Biographical Note
Peggy V. Beck, author, educator, received her PhD in the History of Consciousness in 1974 from the University of California, Santa Cruz, under the direction of Gregory Bateson. She taught humanities at the University of New Mexico and at New Mexico Highlands University from 1979-1983.
Beck attended Sarah Lawrence College where she received a B.A. in 1969. Beck had a keen interest in the phenomena of the fool and clown. Beck received a Wenner-Gren fellowship to study ritual clowns and shamans in the Sierra Mixe, Oaxaca, Mexico in 1974. Beck worked for four years at Diné College on the Navajo Nation where she wrote bi-cultural curriculum materials including the textbook, The Sacred: Ways of Knowledge, Sources of Life.

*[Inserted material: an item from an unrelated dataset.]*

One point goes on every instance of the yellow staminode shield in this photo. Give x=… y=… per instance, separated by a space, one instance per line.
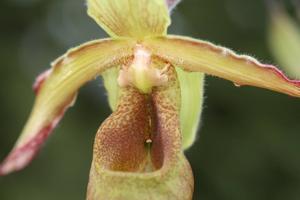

The book was first published in 1977 by the Navajo Community College and was reprinted in 1990 by Northern Arizona Press in 1990. Beck lived in northern New Mexico in 1979 where she began teaching humanities at the University of New Mexico and New Mexico Highlands University. In 1986 she received a Folk Arts Program grant from the National Endowment for the Arts to mount an exhibit on New Mexican midwinter masquerades. Beck has written novels, poetry, and published essays relating to the fool in anthologies and in the journal Parabola.